Fifty years we waited for our trip of a lifetime.
That unbridled excitement in your eyes as we first boarded
mellowed into autumnal warmth
as the train rocked us into a gentle serenity:
reminding me of our days off the Georgia coast
where the tides receded and retreated,
uncovering what mattered in life.
Our small island seemed so distant. Periwinkle blue skies of the Midwest
swallowed the flat land whole as the sun sank into
fields of bronze and rust. Vast prairies lingered on the touch of clouds
as the horizon merged with the Earth. Milwaukee’s chipped brick warehouses and
Minot hay bales slipped by the window frames. We watched as the steel gray cars glided past sparse skinny trees, stretching the seconds between each smile and sigh.
The observation car was our favorite place for conversation:
recollections of days in the office and classroom
punctuated by low lying fences and
good natured jokes about the packaged food served in the dining car.
We had dreamt of this trip for so long.
As the ridges and fields flew by, I enjoyed every moment.
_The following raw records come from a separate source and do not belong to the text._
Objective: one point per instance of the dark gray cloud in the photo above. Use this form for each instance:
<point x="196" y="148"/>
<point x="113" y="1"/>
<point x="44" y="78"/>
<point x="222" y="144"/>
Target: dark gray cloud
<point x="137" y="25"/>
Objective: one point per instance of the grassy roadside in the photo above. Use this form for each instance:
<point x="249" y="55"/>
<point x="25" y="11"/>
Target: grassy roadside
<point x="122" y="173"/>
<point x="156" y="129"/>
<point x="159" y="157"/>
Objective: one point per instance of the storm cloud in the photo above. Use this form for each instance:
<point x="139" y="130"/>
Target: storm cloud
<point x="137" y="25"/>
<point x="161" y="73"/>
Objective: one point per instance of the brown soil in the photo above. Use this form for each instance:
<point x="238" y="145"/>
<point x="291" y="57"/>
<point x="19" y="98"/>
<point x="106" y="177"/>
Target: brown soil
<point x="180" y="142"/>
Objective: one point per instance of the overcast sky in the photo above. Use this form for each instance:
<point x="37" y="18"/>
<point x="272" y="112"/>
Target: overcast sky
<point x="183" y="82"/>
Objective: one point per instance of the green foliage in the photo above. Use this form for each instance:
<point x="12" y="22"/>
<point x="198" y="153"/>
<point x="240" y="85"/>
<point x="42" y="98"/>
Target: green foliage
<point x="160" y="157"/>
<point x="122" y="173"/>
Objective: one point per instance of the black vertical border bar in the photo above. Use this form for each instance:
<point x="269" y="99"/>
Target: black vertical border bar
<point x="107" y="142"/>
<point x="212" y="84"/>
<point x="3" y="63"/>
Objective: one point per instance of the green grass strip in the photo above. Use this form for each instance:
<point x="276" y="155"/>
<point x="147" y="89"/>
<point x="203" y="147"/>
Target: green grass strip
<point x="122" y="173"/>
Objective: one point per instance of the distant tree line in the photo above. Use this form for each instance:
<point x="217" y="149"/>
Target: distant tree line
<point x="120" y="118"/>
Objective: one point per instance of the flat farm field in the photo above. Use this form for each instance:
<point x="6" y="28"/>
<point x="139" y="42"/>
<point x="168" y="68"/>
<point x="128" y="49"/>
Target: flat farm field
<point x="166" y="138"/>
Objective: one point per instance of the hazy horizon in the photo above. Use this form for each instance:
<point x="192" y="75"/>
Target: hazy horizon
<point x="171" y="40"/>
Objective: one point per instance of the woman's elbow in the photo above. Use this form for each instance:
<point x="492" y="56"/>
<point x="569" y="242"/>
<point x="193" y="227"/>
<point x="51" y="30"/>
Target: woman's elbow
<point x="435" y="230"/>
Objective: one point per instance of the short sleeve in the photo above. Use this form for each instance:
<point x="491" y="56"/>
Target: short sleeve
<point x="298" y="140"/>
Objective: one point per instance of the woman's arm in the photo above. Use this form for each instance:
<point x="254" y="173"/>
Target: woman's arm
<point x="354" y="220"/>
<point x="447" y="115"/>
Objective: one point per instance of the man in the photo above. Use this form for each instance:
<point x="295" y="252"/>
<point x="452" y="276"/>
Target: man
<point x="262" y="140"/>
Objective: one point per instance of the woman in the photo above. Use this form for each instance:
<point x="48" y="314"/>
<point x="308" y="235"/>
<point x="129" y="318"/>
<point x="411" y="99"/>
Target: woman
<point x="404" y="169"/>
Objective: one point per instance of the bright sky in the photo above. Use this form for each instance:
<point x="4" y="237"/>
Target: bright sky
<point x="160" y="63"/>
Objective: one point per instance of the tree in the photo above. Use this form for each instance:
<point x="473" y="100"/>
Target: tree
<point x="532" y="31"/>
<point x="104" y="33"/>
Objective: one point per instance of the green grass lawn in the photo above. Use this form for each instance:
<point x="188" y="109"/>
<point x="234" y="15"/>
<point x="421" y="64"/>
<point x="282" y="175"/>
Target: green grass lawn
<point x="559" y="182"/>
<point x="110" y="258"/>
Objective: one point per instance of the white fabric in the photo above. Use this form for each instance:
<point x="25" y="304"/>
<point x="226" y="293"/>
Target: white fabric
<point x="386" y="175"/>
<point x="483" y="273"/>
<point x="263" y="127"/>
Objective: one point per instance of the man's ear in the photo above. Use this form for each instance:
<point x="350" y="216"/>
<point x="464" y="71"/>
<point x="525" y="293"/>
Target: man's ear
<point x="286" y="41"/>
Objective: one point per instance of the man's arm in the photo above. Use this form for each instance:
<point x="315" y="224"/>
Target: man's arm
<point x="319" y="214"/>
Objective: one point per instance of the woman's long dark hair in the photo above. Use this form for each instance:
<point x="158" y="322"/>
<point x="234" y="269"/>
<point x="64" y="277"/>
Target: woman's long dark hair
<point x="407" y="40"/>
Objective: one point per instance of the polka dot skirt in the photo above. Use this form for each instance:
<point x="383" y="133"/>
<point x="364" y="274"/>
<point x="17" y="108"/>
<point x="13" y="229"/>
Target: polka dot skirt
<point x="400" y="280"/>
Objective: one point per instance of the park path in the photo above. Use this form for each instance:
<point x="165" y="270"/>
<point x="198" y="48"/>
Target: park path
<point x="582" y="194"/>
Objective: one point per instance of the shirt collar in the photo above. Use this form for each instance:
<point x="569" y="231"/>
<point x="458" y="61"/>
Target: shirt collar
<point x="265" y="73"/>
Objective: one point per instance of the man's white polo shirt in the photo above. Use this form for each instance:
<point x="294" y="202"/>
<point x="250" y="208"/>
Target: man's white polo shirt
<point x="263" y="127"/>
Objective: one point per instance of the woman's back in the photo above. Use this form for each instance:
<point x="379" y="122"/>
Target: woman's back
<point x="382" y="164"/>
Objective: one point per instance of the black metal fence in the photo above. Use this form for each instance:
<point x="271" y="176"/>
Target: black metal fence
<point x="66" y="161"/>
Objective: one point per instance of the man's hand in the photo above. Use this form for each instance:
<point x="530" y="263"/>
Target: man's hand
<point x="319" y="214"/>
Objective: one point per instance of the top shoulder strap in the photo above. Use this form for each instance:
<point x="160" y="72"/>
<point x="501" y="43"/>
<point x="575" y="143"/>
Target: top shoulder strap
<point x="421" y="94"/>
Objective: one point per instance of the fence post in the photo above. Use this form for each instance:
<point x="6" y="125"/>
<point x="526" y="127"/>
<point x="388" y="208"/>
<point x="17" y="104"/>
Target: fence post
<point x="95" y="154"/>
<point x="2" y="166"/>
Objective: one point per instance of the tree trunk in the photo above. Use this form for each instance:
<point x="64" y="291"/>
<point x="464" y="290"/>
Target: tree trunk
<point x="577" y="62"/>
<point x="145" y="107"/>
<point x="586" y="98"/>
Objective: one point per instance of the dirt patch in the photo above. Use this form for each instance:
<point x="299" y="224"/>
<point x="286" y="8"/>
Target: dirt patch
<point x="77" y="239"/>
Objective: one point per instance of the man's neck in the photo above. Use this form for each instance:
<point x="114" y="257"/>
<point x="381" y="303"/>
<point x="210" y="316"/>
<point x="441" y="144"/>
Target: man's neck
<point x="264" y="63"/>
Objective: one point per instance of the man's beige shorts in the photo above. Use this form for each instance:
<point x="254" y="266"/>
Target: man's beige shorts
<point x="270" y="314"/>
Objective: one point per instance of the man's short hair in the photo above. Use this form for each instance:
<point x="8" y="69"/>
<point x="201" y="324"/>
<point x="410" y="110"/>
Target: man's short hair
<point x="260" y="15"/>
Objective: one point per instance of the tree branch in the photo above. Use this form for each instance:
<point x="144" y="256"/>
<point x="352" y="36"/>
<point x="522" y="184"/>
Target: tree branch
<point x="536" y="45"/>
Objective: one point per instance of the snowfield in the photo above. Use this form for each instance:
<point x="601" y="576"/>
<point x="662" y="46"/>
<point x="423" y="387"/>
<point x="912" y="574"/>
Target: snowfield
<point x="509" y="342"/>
You sweetened
all those hours, like sugar in our afternoon tea.
We happily recounted our blessings and
drew excitement from the promise of adventures to come.
But all those maps and travel videos
could have never predicted our destination,
where we expected to see the kaleidoscopic hues of a western sunset,
only dust.
The brightest star descends, but we will see it again.
Not above the dry brush and twisted metal of Joplin, but somewhere more divine.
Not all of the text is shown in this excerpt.